TOP 4 Thorsten Geißler: EU-Datenschutzrichtlinie umgesetzt

LANDTAGSFRAKTION S C H L ES WI G - H O LS T EI N

Pressesprecher Bernd Sanders Landeshaus 24100 Kiel Telefon 0431-988-1440 Telefax 0431-988-1444 Internet: http://www.landsh.de/cdu-fraktion/ e-mail:fraktion@cdu.landsh.de
PRESSEMITTEILUNG Nr. 29/00 vom 26. Januar 2000
TOP 4 Thorsten Geißler: EU-Datenschutzrichtlinie umgesetzt Die CDU-Landtagsfraktion wird dem Landesdatenschutzgesetz in der Fassung der Ausschuss-Empfehlung zustimmen.
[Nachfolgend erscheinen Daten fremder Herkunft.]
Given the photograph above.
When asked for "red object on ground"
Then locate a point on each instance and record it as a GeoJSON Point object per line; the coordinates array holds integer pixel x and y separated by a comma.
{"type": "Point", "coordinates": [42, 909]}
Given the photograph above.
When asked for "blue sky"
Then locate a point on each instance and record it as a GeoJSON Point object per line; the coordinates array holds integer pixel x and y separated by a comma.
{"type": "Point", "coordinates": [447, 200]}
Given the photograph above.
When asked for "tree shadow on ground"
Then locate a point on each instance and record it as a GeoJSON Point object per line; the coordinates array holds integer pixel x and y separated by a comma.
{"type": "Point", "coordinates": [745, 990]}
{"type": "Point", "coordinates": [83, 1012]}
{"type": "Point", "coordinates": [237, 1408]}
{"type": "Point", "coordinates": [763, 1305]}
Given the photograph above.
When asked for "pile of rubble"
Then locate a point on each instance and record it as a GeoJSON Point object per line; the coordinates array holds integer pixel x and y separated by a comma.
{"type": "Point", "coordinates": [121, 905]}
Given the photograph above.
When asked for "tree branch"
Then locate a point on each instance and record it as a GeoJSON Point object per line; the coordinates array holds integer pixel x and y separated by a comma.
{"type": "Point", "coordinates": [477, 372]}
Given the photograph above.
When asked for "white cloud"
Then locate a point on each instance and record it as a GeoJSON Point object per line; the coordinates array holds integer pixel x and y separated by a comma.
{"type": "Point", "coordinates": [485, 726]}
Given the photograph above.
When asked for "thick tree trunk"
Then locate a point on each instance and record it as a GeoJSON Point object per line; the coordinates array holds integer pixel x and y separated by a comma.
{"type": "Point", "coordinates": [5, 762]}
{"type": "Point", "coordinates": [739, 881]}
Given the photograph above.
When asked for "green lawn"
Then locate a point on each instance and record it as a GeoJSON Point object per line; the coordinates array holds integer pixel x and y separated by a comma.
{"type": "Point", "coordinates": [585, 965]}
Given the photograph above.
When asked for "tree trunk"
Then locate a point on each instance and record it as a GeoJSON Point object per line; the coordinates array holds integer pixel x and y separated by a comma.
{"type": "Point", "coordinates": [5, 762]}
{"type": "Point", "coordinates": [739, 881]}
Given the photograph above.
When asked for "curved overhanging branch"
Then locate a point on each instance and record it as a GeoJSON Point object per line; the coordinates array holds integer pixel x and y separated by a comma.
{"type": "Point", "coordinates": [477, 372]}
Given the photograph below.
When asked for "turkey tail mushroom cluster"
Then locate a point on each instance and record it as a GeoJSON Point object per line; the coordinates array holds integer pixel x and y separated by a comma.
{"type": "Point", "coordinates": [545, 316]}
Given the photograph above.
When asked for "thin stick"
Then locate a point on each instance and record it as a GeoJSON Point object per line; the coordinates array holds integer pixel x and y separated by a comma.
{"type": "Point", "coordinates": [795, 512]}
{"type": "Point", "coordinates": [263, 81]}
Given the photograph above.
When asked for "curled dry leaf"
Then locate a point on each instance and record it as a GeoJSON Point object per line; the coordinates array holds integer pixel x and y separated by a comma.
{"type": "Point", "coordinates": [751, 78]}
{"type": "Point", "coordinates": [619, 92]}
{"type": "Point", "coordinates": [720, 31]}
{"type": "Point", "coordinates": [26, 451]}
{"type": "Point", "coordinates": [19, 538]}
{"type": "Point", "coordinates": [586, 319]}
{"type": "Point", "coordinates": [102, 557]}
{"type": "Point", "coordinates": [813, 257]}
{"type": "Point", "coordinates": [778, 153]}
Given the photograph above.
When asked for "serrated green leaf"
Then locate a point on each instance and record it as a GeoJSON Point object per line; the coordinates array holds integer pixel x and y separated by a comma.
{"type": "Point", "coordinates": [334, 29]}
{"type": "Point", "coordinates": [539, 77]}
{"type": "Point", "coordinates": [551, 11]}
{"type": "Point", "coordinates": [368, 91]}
Es ist gelungen, in den sieben Monaten, die seit der 1. Lesung am 8. Juli 1999 vergangen sind, einen Gesetzentwurf zu erarbeiten, der sowohl den Vorgaben der EU-Datenschutzrichtlinie Rechnung trägt wie auch den Veränderungen der Technik der vergangenen Jahre.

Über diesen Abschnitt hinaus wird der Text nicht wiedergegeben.